感覚共有プログラム(苦し紛れ)

感覚共有プログラム(苦し紛れ)

感覚共有プログラム(苦し紛れ)ネタバレ・あらすじ・感想

近未来の感覚共有システム「リンクフィール」。これは、ペアリングした二人の知覚を一時的に接続し、互いの五感や身体感覚をリアルタイムで共有できるという革新的な技術だ。実用化に向けた検証段階にあり、学生を対象とした実験も行われている。そのテストに選ばれたのが、同じクラスに通う高久と山下。決められた時間だけ互いの感覚を同期させるという生活を送りながら、二人は“自分ではない誰かの感覚”を体験するという不思議な日常に慣れていく。ところがある日、予期せぬシステムエラーが発生。本来なら時間制限で解除されるはずのリンクが切れなくなり、二人は感覚を共有したまま過ごさざるを得ない状況に陥ってしまう。
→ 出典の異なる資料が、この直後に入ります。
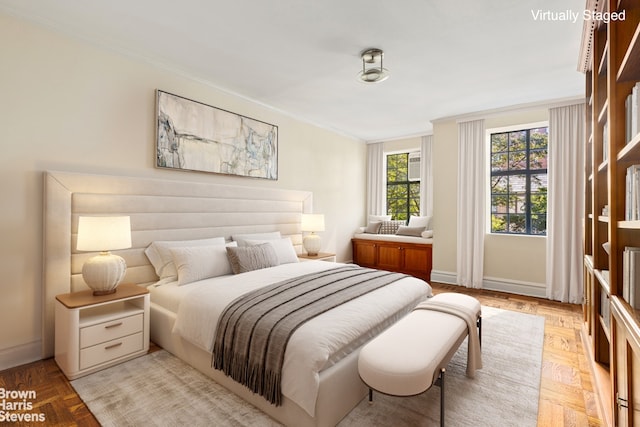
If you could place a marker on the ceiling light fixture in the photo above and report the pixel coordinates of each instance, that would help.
(374, 74)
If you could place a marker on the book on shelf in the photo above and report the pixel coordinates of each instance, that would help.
(605, 142)
(631, 276)
(632, 113)
(632, 194)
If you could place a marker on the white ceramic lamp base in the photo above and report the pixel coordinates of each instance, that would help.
(104, 272)
(312, 244)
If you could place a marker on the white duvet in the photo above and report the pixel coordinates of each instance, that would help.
(315, 345)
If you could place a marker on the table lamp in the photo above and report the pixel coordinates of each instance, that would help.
(312, 223)
(103, 272)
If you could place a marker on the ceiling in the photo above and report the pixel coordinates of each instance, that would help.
(301, 57)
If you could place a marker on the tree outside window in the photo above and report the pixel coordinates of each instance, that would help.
(519, 181)
(403, 195)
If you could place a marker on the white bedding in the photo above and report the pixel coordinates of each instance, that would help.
(314, 346)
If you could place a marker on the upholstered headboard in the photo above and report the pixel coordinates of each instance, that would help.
(159, 210)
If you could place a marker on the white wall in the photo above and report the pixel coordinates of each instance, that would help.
(511, 263)
(69, 105)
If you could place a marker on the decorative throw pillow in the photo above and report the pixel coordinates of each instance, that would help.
(378, 218)
(390, 227)
(249, 258)
(420, 221)
(373, 227)
(285, 251)
(241, 238)
(195, 263)
(159, 253)
(404, 230)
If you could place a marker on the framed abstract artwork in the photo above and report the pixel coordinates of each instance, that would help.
(198, 137)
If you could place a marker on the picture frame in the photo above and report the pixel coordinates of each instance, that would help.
(194, 136)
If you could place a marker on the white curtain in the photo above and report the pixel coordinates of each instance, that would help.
(376, 190)
(471, 203)
(565, 203)
(426, 176)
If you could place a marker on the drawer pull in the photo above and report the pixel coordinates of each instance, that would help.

そんなある夜。山下がひとりで性的な行為を始めたことで、共有状態の高久にもその感覚が伝わってしまう。思いがけず互いの身体反応をリアルタイムで感じ取る状況に戸惑いながらも、二人は好奇心に突き動かされる。「だったら、同時にやってみるか」こうして始まったのは、感覚を完全に共有したまま行う前代未聞の体験。自分の感覚と相手の感覚が重なり合う中で、境界が曖昧になっていく身体と意識。予測不能なリンク状態の中、二人はこれまで知らなかった感覚の世界へと足を踏み入れていく――。